Gli alunni di origine straniera nelle classi italiane. Due episodi recenti
Due episodi opposti, ma altrettanto significativi, sulla condizione attuale dell' inclusione degli studenti stranieri nei nostri percorsi didattici.
Il primo, ossia la denuncia portata avanti da Scuolemigranti (https://www.orizzontescuola.it/a-roma-porte-chiuse-per-gli-studenti-stranieri-la-scuola-diventa-un-miraggio-per-molti-adolescenti/), testimonia la non rara tendenza a escludere a monte l'ingresso nelle nostre scuole di studenti di provenienza non italiana - forse perché visti come forieri di complicazioni non richieste nel quadro dei bisogni educativi di una classe, perché potenzialmente alunni 'difficili', o peggio ancora perché - secondo il peggior genere di pregiudizio classista e razzista - agli occhi delle famiglie 'che contano' la loro presenza potrebbe "rovinare l'ambiente" nella classe dei loro figli.
Ed è proprio il medesimo pregiudizio che forse, almeno in parte, sta alla base del secondo episodio di cui dovremmo tenere conto: a Fondi, nel Lazio, moltissime famiglie hanno scelto di ritirare i loro figli da classi in cui più del 50% degli alunni era di origine straniera (https://www.latinatoday.it/attualita/fondi-caso-alunni-stranieri-scuola.html).
Resta, al di là del deprecabile pregiudizio di cui sopra, un problema di fondo abbastanza spinoso ma di cui è necessario parlare senza peli sulla lingua e con tutta la serietà e l'attenzione possibile. Ossia quale sia il modo migliore per gestire l'inserimento e la ripartizione nelle classi di alunni di provenienza straniera che, in non pochi casi, avranno dei bisogni educativi specifici da tenere in considerazione per il loro successo formativo.
Se è chiaro che l'idea di 'classi-ghetto' non può che portare ad un'inevitabile aumento della difficoltà di integrazione (e francamente stupisce che tale idea venga ancora riproposta, persino dal Ministro dell'Istruzione - https://ilmanifesto.it/valditara-studenti-di-origine-straniera-nelle-classi-differenziali ), allo stesso tempo bisogna chiedersi se distribuire l'inserimento degli alunni con un particolare svantaggio linguistico evitandone una concentrazione eccessiva in poche classi non possa essere, effettivamente, una soluzione necessaria affinché i docenti possano agire in modo personalizzato su ciascuno di loro con più efficacia, e l'inclusione tra pari possa avvenire in modo più semplice e naturale.

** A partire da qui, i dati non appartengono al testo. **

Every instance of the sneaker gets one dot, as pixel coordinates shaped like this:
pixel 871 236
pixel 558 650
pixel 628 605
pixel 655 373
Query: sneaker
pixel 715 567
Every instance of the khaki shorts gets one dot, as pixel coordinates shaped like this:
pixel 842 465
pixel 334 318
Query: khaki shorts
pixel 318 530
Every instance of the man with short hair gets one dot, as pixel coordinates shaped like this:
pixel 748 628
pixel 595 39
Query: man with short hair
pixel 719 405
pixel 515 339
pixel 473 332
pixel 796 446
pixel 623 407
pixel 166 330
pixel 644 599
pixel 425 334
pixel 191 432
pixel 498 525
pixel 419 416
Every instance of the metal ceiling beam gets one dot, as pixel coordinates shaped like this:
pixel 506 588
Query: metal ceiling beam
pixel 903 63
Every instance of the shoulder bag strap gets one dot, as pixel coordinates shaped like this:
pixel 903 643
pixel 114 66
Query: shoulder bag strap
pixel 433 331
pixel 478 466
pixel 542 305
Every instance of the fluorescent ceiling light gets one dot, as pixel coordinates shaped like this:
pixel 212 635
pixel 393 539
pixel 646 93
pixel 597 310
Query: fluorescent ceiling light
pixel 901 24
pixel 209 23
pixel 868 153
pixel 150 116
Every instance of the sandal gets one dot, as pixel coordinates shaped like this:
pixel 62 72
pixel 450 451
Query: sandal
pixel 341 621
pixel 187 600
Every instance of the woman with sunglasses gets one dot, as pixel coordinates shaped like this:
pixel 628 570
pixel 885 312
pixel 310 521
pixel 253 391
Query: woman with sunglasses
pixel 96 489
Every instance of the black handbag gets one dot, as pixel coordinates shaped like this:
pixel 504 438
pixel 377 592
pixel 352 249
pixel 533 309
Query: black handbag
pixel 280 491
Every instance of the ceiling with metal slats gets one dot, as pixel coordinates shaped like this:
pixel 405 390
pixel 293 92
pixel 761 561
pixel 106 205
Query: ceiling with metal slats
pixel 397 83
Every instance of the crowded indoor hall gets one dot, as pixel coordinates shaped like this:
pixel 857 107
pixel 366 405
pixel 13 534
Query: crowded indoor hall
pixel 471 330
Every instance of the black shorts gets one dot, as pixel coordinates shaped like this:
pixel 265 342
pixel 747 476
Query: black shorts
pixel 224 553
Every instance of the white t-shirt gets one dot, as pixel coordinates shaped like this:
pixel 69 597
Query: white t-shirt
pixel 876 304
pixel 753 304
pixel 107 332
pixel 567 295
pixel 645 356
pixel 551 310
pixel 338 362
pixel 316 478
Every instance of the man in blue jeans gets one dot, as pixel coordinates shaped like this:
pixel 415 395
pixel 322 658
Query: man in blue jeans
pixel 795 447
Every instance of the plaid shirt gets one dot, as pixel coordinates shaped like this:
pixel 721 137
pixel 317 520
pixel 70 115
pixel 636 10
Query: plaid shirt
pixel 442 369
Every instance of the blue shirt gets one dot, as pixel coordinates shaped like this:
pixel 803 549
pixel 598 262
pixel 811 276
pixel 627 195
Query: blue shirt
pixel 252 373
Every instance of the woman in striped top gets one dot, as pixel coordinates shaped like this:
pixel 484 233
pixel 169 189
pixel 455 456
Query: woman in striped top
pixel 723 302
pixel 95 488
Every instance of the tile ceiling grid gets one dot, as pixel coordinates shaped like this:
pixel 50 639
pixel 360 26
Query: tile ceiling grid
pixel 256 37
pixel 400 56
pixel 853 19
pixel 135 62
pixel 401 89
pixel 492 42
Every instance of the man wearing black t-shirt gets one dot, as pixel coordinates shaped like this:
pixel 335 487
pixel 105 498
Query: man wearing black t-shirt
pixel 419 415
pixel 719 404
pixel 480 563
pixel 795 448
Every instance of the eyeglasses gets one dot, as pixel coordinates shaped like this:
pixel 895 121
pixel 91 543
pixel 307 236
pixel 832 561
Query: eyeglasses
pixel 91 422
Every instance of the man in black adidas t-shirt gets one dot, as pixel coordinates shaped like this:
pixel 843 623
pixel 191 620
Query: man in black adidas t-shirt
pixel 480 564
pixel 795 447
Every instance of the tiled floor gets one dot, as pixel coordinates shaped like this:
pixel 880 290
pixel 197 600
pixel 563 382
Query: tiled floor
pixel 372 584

Naturalmente la responsabilità della formazione degli studenti stranieri non finisce, ma semmai inizia, con la discussione sul modo migliore di gestire il loro ingresso nelle classi. Poi si entra nel campo delle azioni didattiche necessarie per il loro pieno successo formativo - e dovremmo chiederci se la scuola italiana, statale e paritaria, sia oggi attrezzata in tal senso o in che direzione sarebbe opportuno muoverci.
L'ultimo decreto Scuola mi sembra aver colto nel segno sotto alcuni aspetti (malgrado il giudizio di chi scrive sull'attuale ministro dell'Istruzione non sia affatto positivo). L'opportunità di corsi di potenziamento linguistico pomeridiani e di finanziare un maggior numero di insegnanti di sostegno con una formazione specifica sembra remare verso la direzione giusta, anche se tutto ciò è ancora largamente insufficiente: https://www.orizzontescuola.it/dl-scuola-le-novita-in-arrivo-specializzazione-sostegno-potenziamento-linguistico-per-studenti-stranieri-e-riforma-del-cspi-bozza/
Come valutare, insomma, la situazione attuale, sia riguardo l' 'ingresso' sia riguardo le le misure di accompagnamento e formazione degli studenti stranieri nelle classi italiane? Verso quali approcci dovremmo muoverci?